In the hours that passed I tried to find better, more accurate words to tell them why I had come, and who I was, who I wanted to be. I babbled to whomever I thought was waiting outside the narrow corrugated door. I pleaded with them, begged for their trust. I refused their silence, their abandonment, dreading to think I had been forgotten and left to die. There had been a mistake, I said. There had been a misunderstanding. I was here because I was like them. I asked forgiveness for not coming sooner. I battered the sides of the enclosure until I could smell my own blood turned loose over my arms, its scent like lead.
It was not torture. It was not torture because there was no one hurting me, no one peeling away my nails and salting the pulp beneath. The only presence in the iron box was my own. I began to understand that I owned the abuse; I was the only persecutor. They were not killing me slowly, methodically, with scalding instruments and wires. They were letting me break apart, so I could use the blunt edges of reason to stave in my mind, and the jagged ones to lance open the last blisters of sanity. I thought at times I might still have been lying on the fell, my skull cracked open on a lichen-pale rock as the deer raced past. I thought I must be dreaming all this up, waiting to be found. Then I thought of nothing.
There was the smell of fresh food. On the ground there was a warm heap of something. I had put it into my mouth before I realised it was shit.
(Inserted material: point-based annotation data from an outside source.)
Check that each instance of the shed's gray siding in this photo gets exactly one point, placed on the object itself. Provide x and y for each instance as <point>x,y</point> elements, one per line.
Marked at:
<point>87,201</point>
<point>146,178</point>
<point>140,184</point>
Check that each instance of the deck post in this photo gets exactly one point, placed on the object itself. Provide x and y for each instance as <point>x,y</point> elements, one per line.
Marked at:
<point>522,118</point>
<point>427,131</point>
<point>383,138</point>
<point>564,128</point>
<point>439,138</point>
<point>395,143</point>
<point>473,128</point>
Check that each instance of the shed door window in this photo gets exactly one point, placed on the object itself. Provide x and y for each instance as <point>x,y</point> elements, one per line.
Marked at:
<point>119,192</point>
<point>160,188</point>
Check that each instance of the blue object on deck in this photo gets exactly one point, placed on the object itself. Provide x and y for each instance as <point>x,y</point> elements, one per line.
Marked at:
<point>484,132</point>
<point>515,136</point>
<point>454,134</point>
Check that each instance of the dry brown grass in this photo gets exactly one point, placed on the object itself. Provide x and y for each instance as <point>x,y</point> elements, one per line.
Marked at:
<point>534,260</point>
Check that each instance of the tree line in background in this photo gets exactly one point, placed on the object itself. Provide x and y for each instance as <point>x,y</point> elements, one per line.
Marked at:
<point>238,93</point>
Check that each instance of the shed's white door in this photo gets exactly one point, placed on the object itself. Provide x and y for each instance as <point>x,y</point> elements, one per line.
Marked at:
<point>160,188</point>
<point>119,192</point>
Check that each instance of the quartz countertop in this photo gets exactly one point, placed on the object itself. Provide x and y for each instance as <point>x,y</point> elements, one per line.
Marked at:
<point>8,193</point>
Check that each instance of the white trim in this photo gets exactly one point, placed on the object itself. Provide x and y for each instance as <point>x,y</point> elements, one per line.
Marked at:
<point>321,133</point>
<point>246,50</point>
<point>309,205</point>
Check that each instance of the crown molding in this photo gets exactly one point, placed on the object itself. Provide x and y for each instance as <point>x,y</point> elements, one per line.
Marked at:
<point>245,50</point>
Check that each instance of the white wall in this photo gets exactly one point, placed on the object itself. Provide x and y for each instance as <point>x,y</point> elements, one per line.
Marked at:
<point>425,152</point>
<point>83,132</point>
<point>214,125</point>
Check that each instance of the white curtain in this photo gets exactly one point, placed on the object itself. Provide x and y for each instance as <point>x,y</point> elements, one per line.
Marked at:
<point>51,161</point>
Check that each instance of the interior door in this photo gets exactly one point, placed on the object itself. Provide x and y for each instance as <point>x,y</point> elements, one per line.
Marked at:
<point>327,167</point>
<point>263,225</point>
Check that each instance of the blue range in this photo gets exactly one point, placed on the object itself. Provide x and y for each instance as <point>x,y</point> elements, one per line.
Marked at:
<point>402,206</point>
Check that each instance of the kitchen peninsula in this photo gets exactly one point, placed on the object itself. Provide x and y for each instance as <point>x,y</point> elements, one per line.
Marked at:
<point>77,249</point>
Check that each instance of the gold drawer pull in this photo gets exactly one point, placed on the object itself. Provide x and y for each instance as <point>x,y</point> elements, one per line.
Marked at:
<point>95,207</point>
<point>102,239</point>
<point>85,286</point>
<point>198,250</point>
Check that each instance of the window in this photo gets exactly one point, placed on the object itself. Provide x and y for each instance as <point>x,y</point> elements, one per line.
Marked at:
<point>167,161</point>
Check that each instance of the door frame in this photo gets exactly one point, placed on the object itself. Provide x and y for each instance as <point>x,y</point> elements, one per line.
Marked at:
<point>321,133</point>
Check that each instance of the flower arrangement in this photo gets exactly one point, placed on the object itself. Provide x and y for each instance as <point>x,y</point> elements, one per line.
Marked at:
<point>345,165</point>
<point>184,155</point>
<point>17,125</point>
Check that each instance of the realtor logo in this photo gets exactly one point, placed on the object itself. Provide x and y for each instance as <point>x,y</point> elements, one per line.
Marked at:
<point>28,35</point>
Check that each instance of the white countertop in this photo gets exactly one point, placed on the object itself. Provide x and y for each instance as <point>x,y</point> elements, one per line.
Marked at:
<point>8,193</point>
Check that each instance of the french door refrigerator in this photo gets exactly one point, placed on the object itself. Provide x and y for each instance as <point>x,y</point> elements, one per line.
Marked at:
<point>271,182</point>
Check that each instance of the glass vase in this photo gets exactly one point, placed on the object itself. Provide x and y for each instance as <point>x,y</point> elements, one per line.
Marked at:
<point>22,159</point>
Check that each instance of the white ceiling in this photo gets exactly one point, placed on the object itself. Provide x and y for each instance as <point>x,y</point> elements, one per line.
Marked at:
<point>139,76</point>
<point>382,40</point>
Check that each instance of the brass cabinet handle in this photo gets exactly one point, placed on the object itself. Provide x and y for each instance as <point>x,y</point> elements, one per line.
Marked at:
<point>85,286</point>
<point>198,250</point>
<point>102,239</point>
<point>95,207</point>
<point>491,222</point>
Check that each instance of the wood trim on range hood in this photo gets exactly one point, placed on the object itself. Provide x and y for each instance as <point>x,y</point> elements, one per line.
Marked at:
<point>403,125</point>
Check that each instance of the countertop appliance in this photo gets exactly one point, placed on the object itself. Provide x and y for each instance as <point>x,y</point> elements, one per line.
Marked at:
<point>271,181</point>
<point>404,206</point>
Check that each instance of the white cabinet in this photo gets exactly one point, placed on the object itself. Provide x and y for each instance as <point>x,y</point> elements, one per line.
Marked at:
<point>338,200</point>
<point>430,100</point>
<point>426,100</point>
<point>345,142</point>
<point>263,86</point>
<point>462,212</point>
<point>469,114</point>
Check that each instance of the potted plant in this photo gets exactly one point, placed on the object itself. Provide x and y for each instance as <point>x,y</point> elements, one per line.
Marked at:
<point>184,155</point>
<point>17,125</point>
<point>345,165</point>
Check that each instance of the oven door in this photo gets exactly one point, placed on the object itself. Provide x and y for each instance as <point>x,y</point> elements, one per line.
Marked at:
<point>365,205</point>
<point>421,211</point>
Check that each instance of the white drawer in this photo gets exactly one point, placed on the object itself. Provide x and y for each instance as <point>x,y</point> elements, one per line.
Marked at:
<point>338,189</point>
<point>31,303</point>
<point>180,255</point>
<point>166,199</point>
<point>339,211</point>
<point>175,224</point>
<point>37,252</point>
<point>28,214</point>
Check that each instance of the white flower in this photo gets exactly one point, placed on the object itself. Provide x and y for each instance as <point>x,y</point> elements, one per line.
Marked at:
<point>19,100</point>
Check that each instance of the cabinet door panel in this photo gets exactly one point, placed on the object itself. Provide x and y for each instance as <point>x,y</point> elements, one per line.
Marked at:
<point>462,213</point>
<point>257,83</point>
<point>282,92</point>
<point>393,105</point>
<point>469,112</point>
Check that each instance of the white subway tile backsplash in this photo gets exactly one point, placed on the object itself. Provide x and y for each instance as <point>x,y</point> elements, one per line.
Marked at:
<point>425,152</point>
I heard Andrew’s laughter outside. I heard him knocking on the side of the enclosure, saying there was a letter for me waiting at home. The evening lottery had selected my number for reproduction. We could try and conceive now if I still wanted a baby. My mother walked towards me holding a lit taper. Both her breasts were missing and there were pegs along the mastectomy scars, holding the incisions closed. It was not the woman in the photographs I had been given when I was five years old, but the woman who had put her fingers in my mouth, testing to see how long I could withstand this place. She reached between my legs and brought out the decayed dog I’d seen in my father’s garden. I held it in my arms and it felt like a piece of wet leather.
In the end I knew that if they left me much longer, I would not survive all the deaths of myself that it was possible for me to create.
FILE THREE: COMPLETE RECOVERY
She woke me by putting a hand on my forehead. I was lying on my back, finally able to unhook my joints and extend my body. The first sensation was feeling unfastened, so slack and comfortable that I could almost not come round, and if the hand had not stayed where it was, exerting gentle pressure, I would have drawn the soft layers of unconsciousness over myself again and fallen away. But she did not want that. She spoke a word and then a number and I reached towards them, half recognising them, but they slipped away.
I did not know how I had kicked away the iron walls and freed up enough space to straighten my legs and uncurl my back. My thoughts were slow to arrive and difficult to arrange. If the door of the dog box was open I could escape. If the pen was like a puzzle, somehow I had decoded it, made one sprung move, one solving turn, and the sides of the cage had released. I could sleep. The stool was gone and I was lying in the dirt. And yet it was smooth and there was the fragrance of soap.